A new Pew opinion poll shows that a majority of Americans believe the redefinition of marriage is “inevitable.”
We’ve heard “inevitable” language before, particularly from statists of all stripes. History is filled with supposedly “inevitable” causes that turned out not to be so. Nothing in life is inevitable except death and taxes—and at The Heritage Foundation we’re doing what we can about taxes.
So, too, on marriage. Consider some facts about the polls that matter most: elections. Citizens have gone to the polls to vote about marriage in 35 states. The truth about marriage has prevailed 32 of those 35 times. In only three states have citizens voted to redefine marriage—all in the 2012 election—and in each state the truth about marriage far outperformed the Republican presidential candidate. For example, in liberal Maryland, Mitt Romney received 36 percent of the vote, while marriage received 48 percent.
All this in a campaign in which proponents of redefinition had a 4:1 financial advantage and the backing of national figures: President Obama, Vice President Biden, governors, and a host of business, sports, and entertainment leaders.
Just last week, citizens in deep-blue Illinois prevented their legislature from voting to redefine marriage—and they did this despite a Democratic supermajority in the statehouse—and despite President Obama, Governor Pat Quinn (D), and Chicago Mayor Rahm Emanuel (D) all urging passage of the bill.
And just last year at this time, marriage won in a landslide—61 percent to 39 percent—in a referendum in the swing state of North Carolina, a state Obama had carried in 2008 and lost narrowly in 2012.
Still, no one can deny that Americans’ support for marriage is not what it once was. This is largely because we have done an insufficient job of explaining what marriage is, why marriage matters, and what the consequences will be if we redefine marriage.
To fill this void, we have worked with our allies at the Alliance Defending Freedom, the Family Research Council, and the National Organization for Marriage to produce an easy to read pamphlet to explain why marriage matters in everyday language. Download a free e-book version today at TheMarriageFacts.com.
Marriage is founded on the anthropological truth that men and women are different and complementary, the biological fact that the union of a man and woman also creates new life, and the social reality that children need a mom and a dad.
For decades, social science has shown that children tend to do best when reared by their married mother and father. Government recognizes marriage because it is an institution that benefits society in a way that no other relationship does.
Marriage is society’s least restrictive means to ensure the well-being of future citizens. It protects children by incentivizing adults to commit to each other and take responsibility for their children.
All the polls in the world cannot undo the truth about marriage. But they can obscure the truth and make it less likely that men and women commit to each other permanently and exclusively. This in turn reduces the odds that children will know the love and care of their married mothers and fathers.
Whatever pollsters and pundits may tell us about “inevitability,” the only way to guarantee a political loss is to sit idly by. We should frame our message, strengthen coalitions, devise strategies, and bear witness.
Witness to the truth matters for its own sake. And persistent, winsome witness also tends to produce good fruit, even if it takes, as in the pro-life cause, 40 years and counting. In this struggle to preserve marriage, we need to take that long view—one that doesn’t look to immediate wins or losses but decades-long paradigm shifts that reshape how Americans think about marriage.

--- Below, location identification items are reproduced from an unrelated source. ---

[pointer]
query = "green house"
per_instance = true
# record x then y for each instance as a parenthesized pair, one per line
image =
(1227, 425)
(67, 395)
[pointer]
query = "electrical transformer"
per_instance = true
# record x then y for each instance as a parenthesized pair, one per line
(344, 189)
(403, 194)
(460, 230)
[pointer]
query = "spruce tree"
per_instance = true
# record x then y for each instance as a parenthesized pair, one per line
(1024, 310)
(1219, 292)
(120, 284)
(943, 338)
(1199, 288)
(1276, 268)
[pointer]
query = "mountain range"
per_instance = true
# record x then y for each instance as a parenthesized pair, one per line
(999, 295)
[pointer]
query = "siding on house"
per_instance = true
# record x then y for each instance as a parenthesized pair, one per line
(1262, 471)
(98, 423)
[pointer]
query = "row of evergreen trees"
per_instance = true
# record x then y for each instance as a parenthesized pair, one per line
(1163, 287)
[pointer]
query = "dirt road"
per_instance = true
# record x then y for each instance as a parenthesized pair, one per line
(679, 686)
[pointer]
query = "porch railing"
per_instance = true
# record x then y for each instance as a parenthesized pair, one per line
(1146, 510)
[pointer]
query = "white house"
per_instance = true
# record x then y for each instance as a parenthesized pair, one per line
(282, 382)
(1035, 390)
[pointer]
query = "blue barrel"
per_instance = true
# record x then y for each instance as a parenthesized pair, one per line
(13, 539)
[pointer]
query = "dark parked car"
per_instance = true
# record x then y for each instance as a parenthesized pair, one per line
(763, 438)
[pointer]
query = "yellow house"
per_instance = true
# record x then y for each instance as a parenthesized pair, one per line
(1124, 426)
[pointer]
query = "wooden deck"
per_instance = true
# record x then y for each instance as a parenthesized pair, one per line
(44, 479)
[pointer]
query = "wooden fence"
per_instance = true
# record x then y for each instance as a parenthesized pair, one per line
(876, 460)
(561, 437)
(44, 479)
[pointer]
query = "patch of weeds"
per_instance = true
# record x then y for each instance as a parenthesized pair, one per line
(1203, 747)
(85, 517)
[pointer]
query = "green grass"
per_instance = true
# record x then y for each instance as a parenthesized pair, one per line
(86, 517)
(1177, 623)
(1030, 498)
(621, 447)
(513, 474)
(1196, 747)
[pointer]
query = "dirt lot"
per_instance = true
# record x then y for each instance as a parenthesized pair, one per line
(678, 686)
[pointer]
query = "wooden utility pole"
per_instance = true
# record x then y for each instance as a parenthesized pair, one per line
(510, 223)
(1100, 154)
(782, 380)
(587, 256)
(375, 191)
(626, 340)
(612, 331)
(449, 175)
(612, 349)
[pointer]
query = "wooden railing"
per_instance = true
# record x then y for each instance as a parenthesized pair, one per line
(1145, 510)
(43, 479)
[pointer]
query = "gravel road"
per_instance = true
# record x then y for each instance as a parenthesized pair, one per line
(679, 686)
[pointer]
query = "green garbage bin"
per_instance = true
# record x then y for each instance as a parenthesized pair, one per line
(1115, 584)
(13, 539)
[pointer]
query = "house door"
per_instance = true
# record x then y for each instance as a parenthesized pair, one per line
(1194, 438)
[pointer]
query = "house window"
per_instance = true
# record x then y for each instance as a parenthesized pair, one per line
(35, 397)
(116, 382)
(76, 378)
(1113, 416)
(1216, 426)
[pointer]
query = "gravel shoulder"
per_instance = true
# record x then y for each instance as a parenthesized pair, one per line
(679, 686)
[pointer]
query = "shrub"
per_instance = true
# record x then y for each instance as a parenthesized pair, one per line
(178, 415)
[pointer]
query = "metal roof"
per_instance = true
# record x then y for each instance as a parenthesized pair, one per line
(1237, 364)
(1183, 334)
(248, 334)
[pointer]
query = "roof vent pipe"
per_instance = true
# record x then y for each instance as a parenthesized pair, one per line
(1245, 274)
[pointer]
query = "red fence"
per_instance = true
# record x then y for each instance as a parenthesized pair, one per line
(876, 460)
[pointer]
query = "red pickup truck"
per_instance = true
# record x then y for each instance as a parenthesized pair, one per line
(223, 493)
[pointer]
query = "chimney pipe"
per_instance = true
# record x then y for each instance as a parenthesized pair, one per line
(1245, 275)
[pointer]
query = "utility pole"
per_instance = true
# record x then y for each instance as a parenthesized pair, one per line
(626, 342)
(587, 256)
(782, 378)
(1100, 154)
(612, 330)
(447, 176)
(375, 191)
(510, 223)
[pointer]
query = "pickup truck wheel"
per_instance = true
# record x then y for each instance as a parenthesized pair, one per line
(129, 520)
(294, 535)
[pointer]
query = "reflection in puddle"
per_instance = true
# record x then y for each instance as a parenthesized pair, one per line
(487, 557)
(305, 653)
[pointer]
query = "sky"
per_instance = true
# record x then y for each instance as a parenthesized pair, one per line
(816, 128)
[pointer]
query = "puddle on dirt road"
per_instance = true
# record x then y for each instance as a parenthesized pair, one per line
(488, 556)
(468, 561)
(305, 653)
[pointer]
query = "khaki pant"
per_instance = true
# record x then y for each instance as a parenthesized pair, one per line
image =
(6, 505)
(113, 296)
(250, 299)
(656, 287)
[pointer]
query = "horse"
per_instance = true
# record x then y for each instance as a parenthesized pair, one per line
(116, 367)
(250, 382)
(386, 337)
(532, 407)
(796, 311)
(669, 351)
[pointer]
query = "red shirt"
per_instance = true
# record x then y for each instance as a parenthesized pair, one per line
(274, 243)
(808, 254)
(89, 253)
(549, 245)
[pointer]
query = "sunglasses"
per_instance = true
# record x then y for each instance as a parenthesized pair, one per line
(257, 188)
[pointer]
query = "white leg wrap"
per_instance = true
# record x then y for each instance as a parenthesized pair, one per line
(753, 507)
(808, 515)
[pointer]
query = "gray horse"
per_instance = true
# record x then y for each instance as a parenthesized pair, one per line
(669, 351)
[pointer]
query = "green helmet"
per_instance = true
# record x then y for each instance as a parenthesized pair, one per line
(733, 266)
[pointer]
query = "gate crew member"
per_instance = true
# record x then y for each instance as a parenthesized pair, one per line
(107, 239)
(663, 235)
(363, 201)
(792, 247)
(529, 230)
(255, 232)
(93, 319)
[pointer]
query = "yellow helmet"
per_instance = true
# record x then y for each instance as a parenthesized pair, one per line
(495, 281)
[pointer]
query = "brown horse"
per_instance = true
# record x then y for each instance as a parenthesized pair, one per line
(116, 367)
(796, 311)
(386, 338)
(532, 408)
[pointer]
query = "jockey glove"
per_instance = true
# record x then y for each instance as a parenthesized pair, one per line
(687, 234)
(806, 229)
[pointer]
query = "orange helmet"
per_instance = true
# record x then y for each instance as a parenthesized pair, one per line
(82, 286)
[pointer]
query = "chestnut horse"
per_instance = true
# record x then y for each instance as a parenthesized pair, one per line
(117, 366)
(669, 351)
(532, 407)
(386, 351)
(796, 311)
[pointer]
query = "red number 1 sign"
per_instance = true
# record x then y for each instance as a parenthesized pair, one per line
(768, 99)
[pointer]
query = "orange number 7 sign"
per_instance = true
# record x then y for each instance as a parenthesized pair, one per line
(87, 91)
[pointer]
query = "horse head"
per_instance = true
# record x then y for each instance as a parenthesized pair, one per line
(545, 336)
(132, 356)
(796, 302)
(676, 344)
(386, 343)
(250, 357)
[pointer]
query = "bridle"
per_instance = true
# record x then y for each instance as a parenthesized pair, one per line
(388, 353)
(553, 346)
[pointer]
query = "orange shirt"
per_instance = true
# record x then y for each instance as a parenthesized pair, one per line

If those on the left really believed that the redefinition of marriage was “inevitable,” they wouldn’t be asking the Supreme Court to do their bidding—they would respect the democratic process. Laws that reflect the truth about marriage are constitutional. And the Court should respect the constitutional authority of citizens and their elected officials to make marriage policy—not issue an activist ruling redefining marriage by judicial fiat.
A careful look at the polls reveals complex and dynamic trends. But how those polls change will depend on human choice, not blind historical forces. The question is not what will happen but what we should do.
After all, there’s no such thing as being on the “right” or “wrong” side of history. There’s only being on the right or wrong side of truth.